Low-Dimensional Models for Aerofoil Icing Predictions

Author:

Massegur David1ORCID,Clifford Declan1,Da Ronch Andrea1ORCID,Lombardi Riccardo2,Panzeri Marco2ORCID

Affiliation:

1. Department of Aeronautical and Astronautical Engineering, School of Engineering, Faculty of Engineering and Physical Sciences, Boldrewood Campus, University of Southampton, Southampton SO16 7QF, UK

2. Noesis Solutions, Gaston Geenslaan 11 B4, 3001 Leuven, Belgium

Abstract

Determining the aero-icing characteristics is key for safety assurance in aviation, but it may be a computationally expensive task. This work presents a framework for the development of low-dimensional models for application to aerofoil icing.

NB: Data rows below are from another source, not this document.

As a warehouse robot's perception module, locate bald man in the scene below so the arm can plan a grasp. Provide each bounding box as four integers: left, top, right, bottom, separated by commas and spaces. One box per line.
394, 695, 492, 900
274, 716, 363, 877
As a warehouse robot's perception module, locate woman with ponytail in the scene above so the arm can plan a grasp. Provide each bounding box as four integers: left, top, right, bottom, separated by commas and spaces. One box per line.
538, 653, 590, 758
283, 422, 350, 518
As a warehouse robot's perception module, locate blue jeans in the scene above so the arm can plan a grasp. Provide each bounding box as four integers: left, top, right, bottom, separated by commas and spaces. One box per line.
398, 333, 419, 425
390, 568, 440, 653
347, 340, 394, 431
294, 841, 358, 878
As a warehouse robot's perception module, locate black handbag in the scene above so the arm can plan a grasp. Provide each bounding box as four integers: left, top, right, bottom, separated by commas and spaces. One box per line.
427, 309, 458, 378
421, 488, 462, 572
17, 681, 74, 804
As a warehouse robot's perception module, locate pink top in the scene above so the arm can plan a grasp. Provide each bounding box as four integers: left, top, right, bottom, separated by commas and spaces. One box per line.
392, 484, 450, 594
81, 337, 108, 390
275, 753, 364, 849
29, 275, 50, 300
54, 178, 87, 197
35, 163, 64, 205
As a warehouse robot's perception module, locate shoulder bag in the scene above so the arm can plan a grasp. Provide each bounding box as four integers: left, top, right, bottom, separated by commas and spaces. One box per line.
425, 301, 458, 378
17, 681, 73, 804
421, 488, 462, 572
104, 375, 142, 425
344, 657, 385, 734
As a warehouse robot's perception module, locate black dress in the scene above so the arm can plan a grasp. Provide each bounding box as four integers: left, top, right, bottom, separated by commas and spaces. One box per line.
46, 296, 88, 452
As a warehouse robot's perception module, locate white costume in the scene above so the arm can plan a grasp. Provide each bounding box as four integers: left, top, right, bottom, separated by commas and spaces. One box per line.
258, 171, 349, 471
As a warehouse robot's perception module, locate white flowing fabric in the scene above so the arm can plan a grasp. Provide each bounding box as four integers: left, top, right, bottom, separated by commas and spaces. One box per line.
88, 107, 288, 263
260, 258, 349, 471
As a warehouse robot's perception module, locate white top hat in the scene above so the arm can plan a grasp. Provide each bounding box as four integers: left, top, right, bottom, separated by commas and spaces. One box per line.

The framework builds on: an adaptive sampling strategy to identify the local, nonlinear features across the icing envelope for continuous intermittent icing; a classic technique based on Proper Orthogonal Decomposition, and a modern Neural Network architecture. The extreme diversity in simulated ice shapes, from smooth and streamlined to rugged and irregular shapes, motivated the use of an unsupervised classification of the ice shapes. This allowed deploying the Proper Orthogonal Decomposition locally within each sub-region, sensibly improving the prediction accuracy over the global model. On the other hand, the Neural Network architecture and the convolutional auto-encoder were found insensitive to the complexity in ice shapes. A strong correlation was found to exist between the ice shape, resulting ice mass and aerodynamic performance of the iced aerofoil, both in terms of the average and variance. On average, rime ice causes a loss of maximum lift coefficient of 21.5% compared to a clean aerofoil, and the average ice thickness is 0.9% of the aerofoil chord. For glaze ice, the average loss of maximum lift coefficient is 46.5% and the average ice thickness is 2.1%. Glaze ice was also found to have three times more surface coverage than rime ice.

Publisher

MDPI AG

Subject

Aerospace Engineering

Reference29 articles.

1. Heinrich, A., Ross, R., Zumwalt, G., Provorse, J., Padmanabhan, V., Thompson, J., and Riley, J. (1991). Aircraft Icing Handbook, Gates Learjet Corporation. Report No. DOT/FAA/CT-88/8-1.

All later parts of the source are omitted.